The project will expand the port from its current dimensions of 45 feet deep and 400 feet wide by deepening three channels adjacent to the port by 5 feet to a project depth of 50 feet. The project also includes widening the Bay Channel by 100 feet for 3 nautical miles.

“The big shippers that are driving the modernization are our coal and containerized shippers on the deepening and widening, and the petroleum terminal shippers (private terminals) mostly on the widening,” Judith Adams, vice president of marketing at the Alabama State Port Authority, told FreightWaves’ American Shipper last year.

The Port of Mobile ranked 11th in total trade in 2018 among U.S. ports, and ranked third, behind the Port of Houston and the Port of New Orleans, in Gulf Coast container volume, according to the American Association of Port Authorities.

U.S. Rep. Steve Scalise, R-La., noted that the lower Mississippi River “has an unprecedented impact on our national economy, global competitiveness, and American job creation. Modernizing our infrastructure and deepening the river to 50 feet will help strengthen Louisiana’s dominance in domestic and international commerce.”

Deepening the lower portion of the river is considered critical for agriculture exports — particularly soybeans. Exports out of the Gulf of Mexico account for 60% of all U.S. soybean exports, according to the Soy Transportation Coalition (STC).

Research conducted by STC in 2018 found that shipping costs for soybeans from Mississippi Gulf export terminals would decline 13 cents per bushel, or $5 per metric ton, if the lower Mississippi River were dredged to 50 feet. “A deeper river will allow both larger ships to be utilized and current ships being utilized to be loaded with more revenue-producing freight,” STC noted.
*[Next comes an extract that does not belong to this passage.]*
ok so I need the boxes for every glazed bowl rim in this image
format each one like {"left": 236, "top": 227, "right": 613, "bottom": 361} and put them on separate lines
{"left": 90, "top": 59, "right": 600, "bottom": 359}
The deepening would also benefit the Port of South Louisiana, which oversees a 54-mile stretch of the river north of the Port of New Orleans and is the country’s largest port by overall cargo tonnage.

Separately, the port received on Feb. 11 a $13.4 million grant from the U.S. Department of Transportation’s Port Infrastructure Development Program for improvements at its Globalplex Intermodal Terminal.

“These upgrades will complement projects currently underway, including dock reinforcement and new mobile harbor cranes, and stimulate nearby industrial development by allowing the dry storage and transloading of various construction materials,” the port said in a statement.